Analysis and synthesis of textured motion: particles and waves.

Natural scenes contain a wide range of textured motion phenomena which are characterized by the movement of a large amount of particle and wave elements, such as falling snow, wavy water, and dancing grass. In this paper, we present a generative model for representing these motion patterns and study a Markov chain Monte Carlo algorithm for inferring the generative representation from observed video sequences. Our generative model consists of three components. The first is a photometric model which represents an image as a linear superposition of image bases selected from a generic and overcomplete dictionary. The dictionary contains Gabor and LoG bases for point/particle elements and Fourier bases for wave elements. These bases compete to explain the input images and transfer them to a token (base) representation with an O(10(2))-fold dimension reduction. The second component is a geometric model which groups spatially adjacent tokens (bases) and their motion trajectories into a number of moving elements--called "motons." A moton is a deformable template in time-space representing a moving element, such as a falling snowflake or a flying bird. The third component is a dynamic model which characterizes the motion of particles, waves, and their interactions.
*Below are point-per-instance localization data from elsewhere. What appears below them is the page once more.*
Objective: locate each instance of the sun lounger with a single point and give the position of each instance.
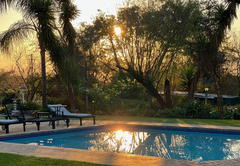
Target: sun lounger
(17, 113)
(65, 113)
(6, 122)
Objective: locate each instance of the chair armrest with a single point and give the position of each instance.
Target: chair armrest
(43, 114)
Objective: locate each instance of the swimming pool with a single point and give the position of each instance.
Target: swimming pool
(196, 145)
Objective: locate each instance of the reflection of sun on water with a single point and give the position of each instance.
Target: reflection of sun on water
(117, 30)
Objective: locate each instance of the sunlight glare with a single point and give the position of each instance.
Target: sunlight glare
(119, 134)
(117, 30)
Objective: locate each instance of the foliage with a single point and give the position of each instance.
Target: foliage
(30, 105)
(186, 76)
(193, 109)
(8, 95)
(55, 100)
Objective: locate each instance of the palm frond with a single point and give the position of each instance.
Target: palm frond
(16, 33)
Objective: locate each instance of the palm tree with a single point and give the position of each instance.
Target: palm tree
(39, 19)
(69, 70)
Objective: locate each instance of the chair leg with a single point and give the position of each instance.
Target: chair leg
(67, 121)
(24, 126)
(38, 125)
(7, 128)
(80, 121)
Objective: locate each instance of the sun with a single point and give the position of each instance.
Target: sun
(119, 134)
(117, 30)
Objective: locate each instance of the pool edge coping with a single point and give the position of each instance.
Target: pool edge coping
(187, 126)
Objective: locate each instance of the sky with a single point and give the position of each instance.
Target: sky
(88, 8)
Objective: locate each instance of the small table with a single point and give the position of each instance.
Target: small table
(57, 110)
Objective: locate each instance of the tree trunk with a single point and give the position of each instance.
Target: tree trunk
(72, 99)
(193, 86)
(44, 89)
(167, 93)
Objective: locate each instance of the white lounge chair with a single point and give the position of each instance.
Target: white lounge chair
(6, 122)
(65, 113)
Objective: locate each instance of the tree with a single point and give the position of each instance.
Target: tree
(39, 19)
(150, 40)
(70, 68)
(214, 24)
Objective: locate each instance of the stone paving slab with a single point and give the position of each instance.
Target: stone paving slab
(103, 157)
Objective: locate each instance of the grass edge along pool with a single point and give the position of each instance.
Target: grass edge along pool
(195, 144)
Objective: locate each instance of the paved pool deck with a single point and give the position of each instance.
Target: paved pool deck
(106, 158)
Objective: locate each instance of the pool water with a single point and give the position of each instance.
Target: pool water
(195, 146)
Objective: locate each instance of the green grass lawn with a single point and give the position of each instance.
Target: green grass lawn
(18, 160)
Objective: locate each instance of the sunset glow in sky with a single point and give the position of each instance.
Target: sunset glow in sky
(88, 8)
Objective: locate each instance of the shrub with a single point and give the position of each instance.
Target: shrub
(193, 109)
(30, 105)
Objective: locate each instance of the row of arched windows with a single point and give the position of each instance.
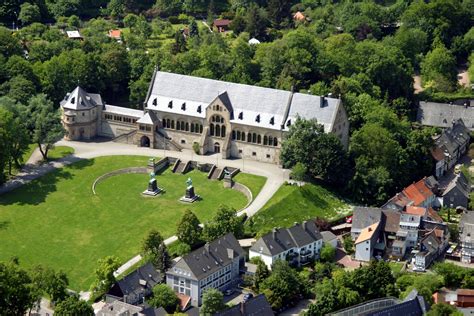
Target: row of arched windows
(217, 130)
(254, 138)
(183, 126)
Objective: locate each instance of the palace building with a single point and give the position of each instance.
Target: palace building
(209, 116)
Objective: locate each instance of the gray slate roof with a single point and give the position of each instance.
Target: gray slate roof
(79, 99)
(461, 183)
(197, 93)
(283, 239)
(208, 259)
(442, 114)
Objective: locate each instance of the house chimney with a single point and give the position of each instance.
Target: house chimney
(230, 253)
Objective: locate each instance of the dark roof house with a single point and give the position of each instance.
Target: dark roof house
(136, 286)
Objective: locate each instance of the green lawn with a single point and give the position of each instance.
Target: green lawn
(59, 152)
(253, 182)
(57, 221)
(294, 204)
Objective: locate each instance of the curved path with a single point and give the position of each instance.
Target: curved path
(275, 175)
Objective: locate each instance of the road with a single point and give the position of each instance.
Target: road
(275, 175)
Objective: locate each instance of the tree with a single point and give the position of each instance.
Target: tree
(17, 292)
(104, 275)
(155, 249)
(73, 306)
(322, 154)
(189, 230)
(438, 69)
(29, 13)
(283, 285)
(443, 309)
(225, 221)
(46, 120)
(212, 302)
(261, 274)
(164, 296)
(328, 253)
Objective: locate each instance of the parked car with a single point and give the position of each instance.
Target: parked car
(247, 296)
(229, 292)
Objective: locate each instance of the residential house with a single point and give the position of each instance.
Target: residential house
(115, 34)
(466, 227)
(417, 194)
(443, 114)
(123, 309)
(453, 143)
(215, 265)
(299, 244)
(430, 249)
(366, 242)
(457, 192)
(256, 306)
(363, 217)
(329, 238)
(74, 35)
(299, 16)
(136, 286)
(222, 25)
(412, 305)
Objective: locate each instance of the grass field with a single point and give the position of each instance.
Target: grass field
(253, 182)
(294, 204)
(58, 222)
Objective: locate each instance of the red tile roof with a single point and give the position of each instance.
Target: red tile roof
(416, 210)
(115, 33)
(418, 192)
(222, 22)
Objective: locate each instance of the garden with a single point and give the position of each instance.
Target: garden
(58, 222)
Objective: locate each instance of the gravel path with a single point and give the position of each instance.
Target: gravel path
(275, 175)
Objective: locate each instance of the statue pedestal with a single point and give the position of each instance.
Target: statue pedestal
(190, 196)
(153, 189)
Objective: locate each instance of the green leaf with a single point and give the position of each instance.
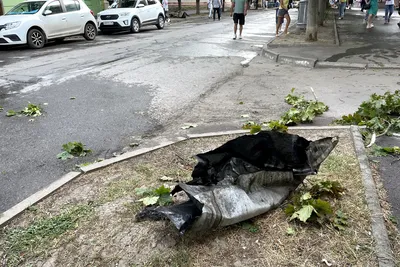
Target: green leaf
(64, 155)
(304, 213)
(306, 196)
(142, 191)
(165, 199)
(162, 190)
(147, 201)
(290, 231)
(255, 129)
(11, 113)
For example, the motion of particle objects floating in a river, such as leaves and balls, should be coupled with the motion of waves. The trajectories of these moving elements are represented by coupled Markov chains. The dynamic model also includes probabilistic representations for the birth/death (source/sink) of the motons. We adopt a stochastic gradient algorithm for learning and inference. Given an input video sequence, the algorithm iterates two steps: 1) computing the motons and their trajectories by a number of reversible Markov chain jumps, and 2) learning the parameters that govern the geometric deformations and motion dynamics. Novel video sequences are synthesized from the learned models and, by editing the model parameters, we demonstrate the controllability of the generative model.